Rachel Hayes · Anne Lindberg · Miles Neidinger

In celebration of the Kansas City Art Institute's 125th Anniversary, three Kansas City based artists were each invited to create site specific installations (respectively) within three of the Nerman Museum's second floor galleries. Rachel Hayes (Fiber 1999) and Miles Neidinger (Sculpture 2000) both received BFA degrees from KCAI, while Anne Lindberg was a former Assistant Professor (1990-99) in the Institute's Foundations Department. Each artist responded to the architecture and space of a particular gallery - and each installation dramatically transforms that space.

Working within the parameters of the Nerman Museum’s Barton P. and Mary D. Cohen Gallery, artist Rachel Hayes envisioned an immense, room-size installation - fabricated from light gels and fabric - which would utilize light and texture to create an experiential work. According to Hayes, “I am interested in creating a work that functions on multiple levels within the space – as a fascinating object, as a minimalist sculpture, as an architectural space/divider, as an abstract painting, as a massive patchwork quilt, as a place of awe and reverence.”
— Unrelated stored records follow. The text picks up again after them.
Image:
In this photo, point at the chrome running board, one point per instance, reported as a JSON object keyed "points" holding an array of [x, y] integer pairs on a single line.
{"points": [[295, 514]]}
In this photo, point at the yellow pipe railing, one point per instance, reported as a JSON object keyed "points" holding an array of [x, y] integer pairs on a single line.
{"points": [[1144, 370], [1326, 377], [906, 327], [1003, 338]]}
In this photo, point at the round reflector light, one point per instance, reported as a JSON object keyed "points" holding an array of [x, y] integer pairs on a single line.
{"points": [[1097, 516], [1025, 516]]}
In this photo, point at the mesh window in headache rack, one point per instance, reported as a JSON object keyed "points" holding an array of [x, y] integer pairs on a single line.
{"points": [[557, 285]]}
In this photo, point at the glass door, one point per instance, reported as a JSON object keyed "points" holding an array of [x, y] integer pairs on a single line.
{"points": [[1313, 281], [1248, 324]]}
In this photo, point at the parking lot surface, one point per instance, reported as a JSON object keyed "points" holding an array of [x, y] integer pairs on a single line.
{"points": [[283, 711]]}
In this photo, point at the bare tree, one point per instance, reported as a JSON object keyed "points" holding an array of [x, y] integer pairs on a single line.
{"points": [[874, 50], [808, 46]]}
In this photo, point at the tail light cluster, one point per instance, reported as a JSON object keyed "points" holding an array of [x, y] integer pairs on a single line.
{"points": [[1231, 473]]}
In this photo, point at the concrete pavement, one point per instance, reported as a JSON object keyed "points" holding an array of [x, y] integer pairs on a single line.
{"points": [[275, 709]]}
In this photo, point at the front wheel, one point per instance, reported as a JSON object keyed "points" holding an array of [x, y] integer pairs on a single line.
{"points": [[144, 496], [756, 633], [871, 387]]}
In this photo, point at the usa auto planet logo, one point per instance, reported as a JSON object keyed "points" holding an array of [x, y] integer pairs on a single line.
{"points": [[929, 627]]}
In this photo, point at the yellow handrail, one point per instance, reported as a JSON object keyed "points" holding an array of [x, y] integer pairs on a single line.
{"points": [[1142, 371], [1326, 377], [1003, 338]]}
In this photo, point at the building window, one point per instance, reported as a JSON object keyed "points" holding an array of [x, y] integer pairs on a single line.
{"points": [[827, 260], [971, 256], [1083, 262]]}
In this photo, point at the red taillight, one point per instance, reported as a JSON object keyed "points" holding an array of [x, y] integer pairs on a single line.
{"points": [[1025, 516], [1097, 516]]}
Anne Lindberg chose the more intimately scaled McCaffree Gallery as the site to execute raume yellow. “I found myself recently under a brilliant blue tent eating a juicy yellow/orange peach. When I returned to my studio, I immediately decided to build a version of my ongoing graphite line drawings in space, in yellow,” related Lindberg. Using just a single material, Egyptian cotton thread, the other major elements of Lindberg’s mesmerizing installation are staples and tension. With the taut, horizontal passage of tens of thousands of lines, an abstract, mysterious form - optical and immaterial - transfixes viewers.

The Oppenheimer New Media Gallery is the site for Miles Neidinger’s enigmatic, shimmering Everything we see is never enough. Employing commonplace materials such as twist ties, drinking straws, and yarn, his installation addresses notions of banality and beauty; synthetic and organic; repulsion and attraction. Suspended from three points in the ceiling, his installation cascades to the gallery floor, erupting in riotous, brilliant hues. “It is a sinister response to a cultural drive to organize according to object-hood and to accumulate and consume with an unquenchable thirst,” stated Neidinger.